Da ich selbst mehrmals im Jahr beruflich in China und anderen asiatischen Ländern weile, maße ich mir mal an, die Situation dort vor Ort bewerten zu können. Und die Erfahrungen, die ich seit Jahren dort mache und gemacht habe, decken sich überhaupt nicht mit denen des Autors. Das mag ja nun alles noch sein und ist ja auch immer subjektiv geprägt. Aber was mich echt auf die Palme bringt, ist die Tatsache, dass in diesem Buch eigentlich alle Chinesen samt ihrer Kultur, Lebensweisen und Angewohnheiten, durch den Kakao gezogen werden. Angefangen beim Titel. Die Bezeichnungen "Irre", "Wahnsinnige" und "Killer" für Chinesen ziehen sich wie ein roter Faden durch das Buch.

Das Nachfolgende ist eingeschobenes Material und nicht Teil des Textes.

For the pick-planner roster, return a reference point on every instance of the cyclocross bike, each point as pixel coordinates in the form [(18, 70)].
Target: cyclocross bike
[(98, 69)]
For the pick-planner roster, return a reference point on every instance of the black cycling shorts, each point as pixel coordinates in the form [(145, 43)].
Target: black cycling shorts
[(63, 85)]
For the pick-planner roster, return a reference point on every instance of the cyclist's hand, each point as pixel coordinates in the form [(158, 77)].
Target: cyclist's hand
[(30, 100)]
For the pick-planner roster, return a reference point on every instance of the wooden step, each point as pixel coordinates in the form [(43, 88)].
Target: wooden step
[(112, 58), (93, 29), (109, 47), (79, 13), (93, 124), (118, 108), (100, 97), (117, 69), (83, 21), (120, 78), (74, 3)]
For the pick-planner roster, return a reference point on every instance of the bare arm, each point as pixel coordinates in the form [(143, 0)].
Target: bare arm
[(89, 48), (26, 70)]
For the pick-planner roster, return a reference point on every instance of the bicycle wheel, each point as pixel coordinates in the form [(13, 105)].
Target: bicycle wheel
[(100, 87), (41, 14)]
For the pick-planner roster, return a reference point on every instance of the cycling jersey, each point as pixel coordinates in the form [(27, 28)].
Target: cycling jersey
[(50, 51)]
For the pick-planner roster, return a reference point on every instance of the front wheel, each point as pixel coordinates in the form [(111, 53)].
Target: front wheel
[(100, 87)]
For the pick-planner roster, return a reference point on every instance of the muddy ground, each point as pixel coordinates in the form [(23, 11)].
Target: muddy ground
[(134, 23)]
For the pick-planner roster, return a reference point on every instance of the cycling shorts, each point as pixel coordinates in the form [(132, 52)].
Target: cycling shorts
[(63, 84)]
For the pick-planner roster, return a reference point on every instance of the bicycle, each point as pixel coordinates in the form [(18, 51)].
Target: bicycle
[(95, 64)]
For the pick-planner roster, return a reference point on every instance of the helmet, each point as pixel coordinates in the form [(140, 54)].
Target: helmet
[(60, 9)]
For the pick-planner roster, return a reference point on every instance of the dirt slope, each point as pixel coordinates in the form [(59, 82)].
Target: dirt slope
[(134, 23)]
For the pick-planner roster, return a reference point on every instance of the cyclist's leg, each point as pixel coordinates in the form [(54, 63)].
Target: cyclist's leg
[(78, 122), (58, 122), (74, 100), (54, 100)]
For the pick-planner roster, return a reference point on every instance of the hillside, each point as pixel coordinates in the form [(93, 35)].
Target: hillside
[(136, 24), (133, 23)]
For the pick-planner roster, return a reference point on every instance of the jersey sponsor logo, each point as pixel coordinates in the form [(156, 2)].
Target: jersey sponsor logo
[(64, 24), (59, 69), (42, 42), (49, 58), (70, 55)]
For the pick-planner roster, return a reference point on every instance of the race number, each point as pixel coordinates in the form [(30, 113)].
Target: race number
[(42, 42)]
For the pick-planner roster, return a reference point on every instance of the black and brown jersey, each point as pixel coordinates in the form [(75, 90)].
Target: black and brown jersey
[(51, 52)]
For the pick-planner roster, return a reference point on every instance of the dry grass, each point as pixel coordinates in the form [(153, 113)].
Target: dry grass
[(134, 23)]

Der Autor lebt seit Beginn seiner Tätigkeit in China in einer abgeschotteten Wohnanlage, die mit dem eigentlichen China nur sehr wenig zu tun hat. Vielleicht wäre es hilfreich, sich mal mit der Kultur des Landes, in dem er lebt, sowie den Gegenheiten dort auseinanderzusetzen (und manches als gegeben hinzunehmen), statt sich mit deutschen Freunden Ess- und Trinkgelagen hinzugeben (diese werden wiederholt und ausführlich beschrieben). Aber angeblich trinken ja auch Chinesen ohne Ende Alkohol. Komisch, das ist mir auf vielen China-Reisen noch nicht passiert. Kriege meistens zum Essen ein Bier angeboten, wobei die meisten meiner Geschäftspartner bei antialkoholischen Getränken bleiben. Habe die meisten als völlige Abstinenzler kennengelernt. Der Autor und ich kennen anscheinend sehr unterschiedliche Chinesen...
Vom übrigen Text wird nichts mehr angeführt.